The underground construction, destined for parking, is of a size comparable to that which rises above ground level. The combined surface area of these four and a half underground floor plates is 7007 m2. Aside from 252 parking spaces at 27 m2 per car, they contain water tanks, storage and service areas. This yield is achieved through four and a half offset plates, each 16 meters wide, each of which accommodates a double loaded circulation street, connected via ramps. The placement of the structural columns of the building was determined by the 2.5 meter module of the parking spaces.
The main problem to solve in the design was the offsetting of the office block from the underground parking areas. Both were composed and dimensioned according to their own specific laws. They had to overlap necessarily at the location of the circulation shaft. This encounter is resolved on the first two levels, which contain the main and secondary access, aside from retail spaces with street frontage. The total built surface occupied by these programs amounts to 75% of that permitted by the existing regulations.
The perforated, load-bearing walls of the wrapping volume have greater structural rigidity than the facades of the tower, which are composed of a series of beams and columns. This creates a structural asymmetry that is reflected in the displacement of the centers of mass and rigididty of the floor plates. In order to prevent oscillations and bending forces on the higher floors as a consequence of this, a variable grid of columns and diagonal girders was introduced. Compensating for the variable stiffness of an asymmetric volume, the design of the facades of the tower was realized through an interactive process of structural calculation meant to equalize the loads on cylindrical columns that have the same cross section and similar resistance, so that there would be no structural redundancies. Thus the facades show the diagram of dead and live loads reflecting the unstable condition of our seismic ground. The structure is built in reinforced concrete. It was left exposed on girders and columns while walls were clad with gray granite.

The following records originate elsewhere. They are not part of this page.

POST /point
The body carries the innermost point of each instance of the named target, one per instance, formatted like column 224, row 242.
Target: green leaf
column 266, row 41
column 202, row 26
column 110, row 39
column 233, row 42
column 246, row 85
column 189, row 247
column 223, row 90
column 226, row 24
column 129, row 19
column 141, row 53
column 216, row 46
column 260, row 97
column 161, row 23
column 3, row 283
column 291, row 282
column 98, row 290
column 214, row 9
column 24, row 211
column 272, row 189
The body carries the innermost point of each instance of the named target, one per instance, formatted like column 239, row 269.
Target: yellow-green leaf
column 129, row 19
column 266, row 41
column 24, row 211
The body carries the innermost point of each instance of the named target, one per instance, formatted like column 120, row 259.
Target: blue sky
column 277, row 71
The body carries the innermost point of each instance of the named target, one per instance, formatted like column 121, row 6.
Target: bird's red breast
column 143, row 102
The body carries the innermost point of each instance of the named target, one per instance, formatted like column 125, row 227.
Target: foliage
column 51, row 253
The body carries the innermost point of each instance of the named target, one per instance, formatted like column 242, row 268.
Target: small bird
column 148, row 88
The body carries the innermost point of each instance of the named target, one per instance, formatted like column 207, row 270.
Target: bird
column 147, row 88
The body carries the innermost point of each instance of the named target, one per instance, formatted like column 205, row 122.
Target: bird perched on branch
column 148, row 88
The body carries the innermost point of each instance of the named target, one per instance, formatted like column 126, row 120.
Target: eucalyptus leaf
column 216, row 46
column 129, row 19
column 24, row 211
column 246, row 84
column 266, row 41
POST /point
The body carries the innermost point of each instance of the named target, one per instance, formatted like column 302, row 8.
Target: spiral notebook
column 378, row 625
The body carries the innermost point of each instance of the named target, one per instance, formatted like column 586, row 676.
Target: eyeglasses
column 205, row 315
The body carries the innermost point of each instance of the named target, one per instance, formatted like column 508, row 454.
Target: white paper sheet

An office building does not require an internal connectivity that would profit from a unifying atrium; rather, it should care for the independence between the different floors, a condition that restrains the play of spatiality on these projects. Instead, this building type consists of a repetitive raising of the ground, as in a vertical subdivision. It is then the structural effort of this successive raising of floor plates, the vertical construction, which constitutes the architectural theme of this project.
In designing this work we sought to take the step, without shortcuts, “from the useful, through the truthful, to the beautiful”, following Goethe’s aphorism, so that, loyal to the real circumstances from which it arises –but not to stereotypical icons- it would contribute to forging our own identity.